Also, I hope members are aware of the new SPE Strategic Plan that the SPE Board of Directors put together under the guidance of my two predecessors. I am in the fortunate position now to oversee the implementation of this strategy that will further grow and strengthen SPE, and this will occupy much of my time.


What is the best way for SPE to continue to pursue globalization?

Historically, SPE has followed the industry. After a significant number of operators and service companies have located in a region and universities have staffed up, SPE establishes a presence. What I would like to do in places such as east Africa and in Myanmar, for example, is to be there, not necessarily first, but in parallel with the building of the industry.

Myanmar is a great example of a country in which SPE can bring significant value to individuals and to companies both, proactively, as they begin upstream development. Trade sanctions have just been removed, and Myanmar has had huge, very successful lease sales recently with operators such as Chevron, Petronas, PTTEP, Total, and others entering the mix.

I had an interesting experience on my last visit there when I toured the technical universities, recently reopened, after decades of being closed by the government. Schlumberger supports universities around the globe by donating computers, software, bandwidth, etc., and so I offered these things but they said, “No, no, we need buildings, we need faculty.” They don’t even have buildings and faculty and are trying to start a petroleum engineering program. This is where SPE should be—on the ground, early, where the operators and service companies are going and initiating new operations, disseminating the technology, and sharing the expertise.

You mentioned the importance of the SPE Strategic Plan. What does it stress?

The new plan refocuses the Society on what will be its most important functions over the next several years while reinforcing its mission and vision (see article on the SPE Strategic Plan beginning on Page 42). First, let me say that the strategy is a verification of our original and fundamental purpose—that of serving our members in the dissemination of quality, trusted technical information. To this end, members can expect to see additional methods of obtaining information about technology, through online journals, mobile devices, and other means.

Beyond this, though, there are a few specific strategic intents that will be important to ensuring the continued success of the industry, our profession, and SPE. One of my personal favorites is the strategic intent of increasing the attraction and retention of petroleum engineering faculty. The shortage of faculty at petroleum engineering schools is having a significant effect on the growth of our industry and, by correlation, our Society. Universities and industry both recognize this, and SPE is in an opportune position to help coordinate a solution. This issue is, to a certain extent, global, and is particularly challenging in North America. It does no good to attract more young people to our profession and then accept less than 10% of petroleum engineering applicants due to lack of sufficient faculty.

SPE has spent a lot of time and effort—well-spent time and effort—going in to secondary schools to educate teachers and students on the wonders of our industry. So, on the one hand, we are encouraging all of these young bright students to enter our profession, but then we have to turn them down at the university level because we do not have enough faculty.

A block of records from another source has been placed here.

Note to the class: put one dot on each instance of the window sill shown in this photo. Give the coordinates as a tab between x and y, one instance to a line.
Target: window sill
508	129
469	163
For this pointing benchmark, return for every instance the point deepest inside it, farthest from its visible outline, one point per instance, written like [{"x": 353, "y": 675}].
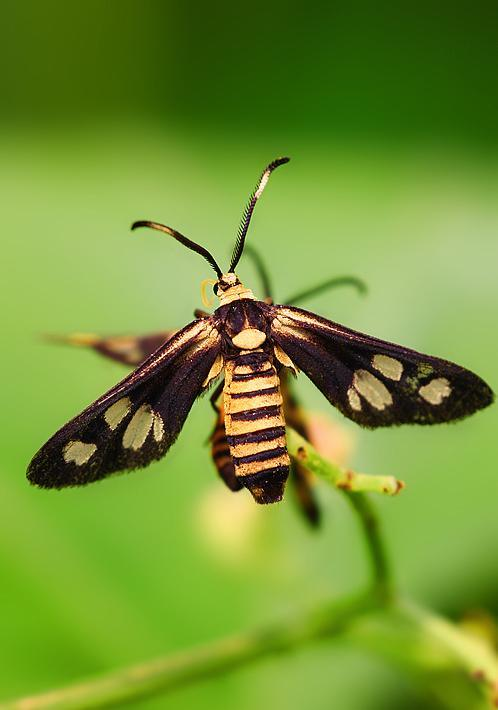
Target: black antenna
[
  {"x": 246, "y": 217},
  {"x": 360, "y": 286},
  {"x": 183, "y": 240}
]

Only two countries graduate more petroleum engineers than they can employ: Venezuela and China. Everywhere else in the world, the industry is screaming for more petroleum engineering graduates. And the reason there are not more petroleum engineering graduates is not a lack of people who want to be petroleum engineers, but because we do not have enough people to teach them.

Many companies hire mechanical engineers, electrical engineers, chemical engineers, and civil engineers and turn them into petroleum engineers through internal training. The industry would love to hire 100% petroleum engineers but it can’t because they are not there. I have worked with a lot of university deans in trying to solve this problem and I believe it is solvable. But what is happening now is that you have Schlumberger trying to solve it with Texas A&M, Chevron trying to solve it with the University of Southern California, and so on. There is a lack of coordination. Coordination will be the role of SPE.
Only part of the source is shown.